C’est en vain qu’on veut la rattraper pour l’enfermer dans la prière. Plus on la pourchasse, plus elle se dérobe. Les distractions succèdent aux distractions. Elles se multiplient, elles tourbillonnent, elles remplissent l’âme d’un bourdonnement continu. A les subir, on devient semblable à un chef d’orchestre qui brandirait désespérément son bâton sur la tête de musiciens toqués. Les uns raclent une valse, les autres trombonnent une marche héroïque, tandis que les camarades pépient une berceuse nonchalante dans leurs flûtes et que la grosse caisse déchaîne sur le tout son tonnerre absurde, ponctué par le rire aigre des cymbales.
On s’entête à obtenir le silence ou à donner à cette cacophonie l’unisson d’un hymne grégorien. — On n’arrive qu’à augmenter le tumulte…
Je connais très intimement quelqu’un qui, naguère, s’exaspérait lorsque les distractions bouleversaient de la sorte son âme éprise d’oraison.
Il s’agitait, s’énervait, se reprochait son manque de ferveur puis se courrouçait et contre lui-même et contre l’ambiance qui, croyait-il, le faisait divaguer d’une manière aussi ridicule. Aussitôt le diable intervenait pour augmenter son désordre intérieur puis se frottait les mains, heureux de l’avoir fait manquer à la vertu de patience et de l’empêcher de prier.
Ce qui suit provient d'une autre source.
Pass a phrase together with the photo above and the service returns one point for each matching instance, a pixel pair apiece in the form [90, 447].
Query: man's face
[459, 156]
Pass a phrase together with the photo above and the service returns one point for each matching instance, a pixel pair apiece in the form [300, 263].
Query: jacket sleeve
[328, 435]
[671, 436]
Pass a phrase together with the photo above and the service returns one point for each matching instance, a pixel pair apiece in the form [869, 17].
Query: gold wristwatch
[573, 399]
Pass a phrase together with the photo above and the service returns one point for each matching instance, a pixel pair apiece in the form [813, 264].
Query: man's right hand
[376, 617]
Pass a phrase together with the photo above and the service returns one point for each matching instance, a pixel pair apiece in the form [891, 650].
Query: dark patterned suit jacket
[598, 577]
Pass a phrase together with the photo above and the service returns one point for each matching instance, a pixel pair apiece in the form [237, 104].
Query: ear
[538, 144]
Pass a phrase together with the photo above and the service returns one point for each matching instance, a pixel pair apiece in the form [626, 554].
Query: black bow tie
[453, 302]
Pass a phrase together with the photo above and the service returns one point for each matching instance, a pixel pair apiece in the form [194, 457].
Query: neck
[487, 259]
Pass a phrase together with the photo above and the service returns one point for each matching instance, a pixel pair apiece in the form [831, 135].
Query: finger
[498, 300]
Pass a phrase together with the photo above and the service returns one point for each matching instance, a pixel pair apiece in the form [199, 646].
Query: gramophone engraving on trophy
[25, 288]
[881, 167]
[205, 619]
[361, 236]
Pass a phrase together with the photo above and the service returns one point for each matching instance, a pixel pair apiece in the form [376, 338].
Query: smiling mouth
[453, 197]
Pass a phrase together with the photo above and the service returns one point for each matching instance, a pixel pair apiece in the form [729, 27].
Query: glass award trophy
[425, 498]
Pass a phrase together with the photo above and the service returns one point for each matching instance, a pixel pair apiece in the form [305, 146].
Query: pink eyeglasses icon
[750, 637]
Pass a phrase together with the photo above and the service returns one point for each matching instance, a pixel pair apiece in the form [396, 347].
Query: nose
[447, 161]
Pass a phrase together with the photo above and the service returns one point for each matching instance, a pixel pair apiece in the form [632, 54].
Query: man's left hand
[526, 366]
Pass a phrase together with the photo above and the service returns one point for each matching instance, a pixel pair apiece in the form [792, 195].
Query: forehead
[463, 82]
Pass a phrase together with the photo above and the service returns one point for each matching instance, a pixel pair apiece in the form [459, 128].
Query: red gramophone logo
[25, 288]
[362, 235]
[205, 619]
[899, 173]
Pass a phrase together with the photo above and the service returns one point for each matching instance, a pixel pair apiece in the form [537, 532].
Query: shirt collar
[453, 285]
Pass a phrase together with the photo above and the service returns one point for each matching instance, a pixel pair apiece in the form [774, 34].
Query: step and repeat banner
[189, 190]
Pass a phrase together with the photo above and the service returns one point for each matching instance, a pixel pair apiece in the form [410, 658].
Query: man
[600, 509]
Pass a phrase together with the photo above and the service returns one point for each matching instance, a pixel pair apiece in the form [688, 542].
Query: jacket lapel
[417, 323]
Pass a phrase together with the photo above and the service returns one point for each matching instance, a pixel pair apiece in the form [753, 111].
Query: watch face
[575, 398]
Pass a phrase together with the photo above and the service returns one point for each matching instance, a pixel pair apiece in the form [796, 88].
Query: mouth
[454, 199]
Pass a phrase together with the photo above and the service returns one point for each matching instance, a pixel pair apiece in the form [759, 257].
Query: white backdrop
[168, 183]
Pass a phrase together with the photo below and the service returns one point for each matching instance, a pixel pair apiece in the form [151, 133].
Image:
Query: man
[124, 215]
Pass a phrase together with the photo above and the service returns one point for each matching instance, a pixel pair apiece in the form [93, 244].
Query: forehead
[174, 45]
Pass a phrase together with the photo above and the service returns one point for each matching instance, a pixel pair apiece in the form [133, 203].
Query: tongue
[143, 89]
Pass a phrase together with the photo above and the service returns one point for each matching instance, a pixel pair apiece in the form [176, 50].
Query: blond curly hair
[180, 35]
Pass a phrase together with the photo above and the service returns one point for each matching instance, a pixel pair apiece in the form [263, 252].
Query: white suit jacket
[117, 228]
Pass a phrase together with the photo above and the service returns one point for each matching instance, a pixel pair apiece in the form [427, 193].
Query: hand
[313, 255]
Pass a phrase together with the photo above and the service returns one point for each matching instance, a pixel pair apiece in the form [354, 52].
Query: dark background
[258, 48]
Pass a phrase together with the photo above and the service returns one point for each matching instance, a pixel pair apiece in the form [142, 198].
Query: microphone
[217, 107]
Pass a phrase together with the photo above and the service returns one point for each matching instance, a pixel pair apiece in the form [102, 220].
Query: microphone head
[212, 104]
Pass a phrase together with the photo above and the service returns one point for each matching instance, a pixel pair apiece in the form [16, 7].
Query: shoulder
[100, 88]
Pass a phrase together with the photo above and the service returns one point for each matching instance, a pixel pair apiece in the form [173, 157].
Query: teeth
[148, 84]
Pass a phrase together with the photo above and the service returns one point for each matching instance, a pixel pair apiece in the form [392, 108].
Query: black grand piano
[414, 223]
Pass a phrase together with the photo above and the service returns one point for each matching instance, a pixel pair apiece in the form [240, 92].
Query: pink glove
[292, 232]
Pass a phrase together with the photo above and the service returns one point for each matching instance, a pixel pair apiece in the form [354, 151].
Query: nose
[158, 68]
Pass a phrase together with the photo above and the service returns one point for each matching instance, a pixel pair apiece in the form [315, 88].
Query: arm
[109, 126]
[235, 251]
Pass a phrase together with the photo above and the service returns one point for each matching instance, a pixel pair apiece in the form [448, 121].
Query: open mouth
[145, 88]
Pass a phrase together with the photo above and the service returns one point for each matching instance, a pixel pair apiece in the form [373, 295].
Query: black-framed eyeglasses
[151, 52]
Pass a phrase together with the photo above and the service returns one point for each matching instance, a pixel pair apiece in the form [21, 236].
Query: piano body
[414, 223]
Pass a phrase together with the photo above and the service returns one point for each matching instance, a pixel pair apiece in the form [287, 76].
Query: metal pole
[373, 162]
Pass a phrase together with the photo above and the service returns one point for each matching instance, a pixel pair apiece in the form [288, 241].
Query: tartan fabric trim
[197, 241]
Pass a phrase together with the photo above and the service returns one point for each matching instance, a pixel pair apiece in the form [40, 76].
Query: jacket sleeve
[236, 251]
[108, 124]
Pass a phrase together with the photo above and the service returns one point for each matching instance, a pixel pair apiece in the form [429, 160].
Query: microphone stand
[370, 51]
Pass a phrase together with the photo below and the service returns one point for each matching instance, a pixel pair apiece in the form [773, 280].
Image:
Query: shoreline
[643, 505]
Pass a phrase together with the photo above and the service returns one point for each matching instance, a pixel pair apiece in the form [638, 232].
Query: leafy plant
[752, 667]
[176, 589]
Il alla conter sa peine à un bon moine qui lui répondit : — Du moment que vous vous affligez de ce défaut de recueillement, vous ne péchez pas puisque votre volonté n’y entre pour rien. Où la faute commence c’est lorsque vous vous en irritez. D’ailleurs, outre que vous faites ainsi le jeu de l’Adversaire, vous remarquerez que plus vous vous tracassez à cause de ces distractions, plus elles augmentent. Offrez-les à Dieu comme une tribulation et priez-le, avec calme, de vous en délivrer. Enfin n’oubliez pas que tout le monde souffre des distractions, même les Saints. Vous savez que Sainte Térèse rapporte qu’il lui advint de passer tout un office sans pouvoir fixer une minute son attention[2]. Elle ajoute qu’elle ne connaît pas de remède immédiat et qu’on doit se résigner à cette épreuve en attendant que Dieu vous l’enlève. Si vous persistiez à recourir aux moyens violents pour écarter les distractions, vous vous fatigueriez l’esprit et vous courriez le risque de tomber dans le découragement. Donc, de la douceur. Répétez-vous cette phrase de l’Évangile : « Apprenez de moi, dit Jésus, que je suis doux et humble de cœur et vous trouverez le repos dans vos âmes. Et allez en paix en méditant ce précepte.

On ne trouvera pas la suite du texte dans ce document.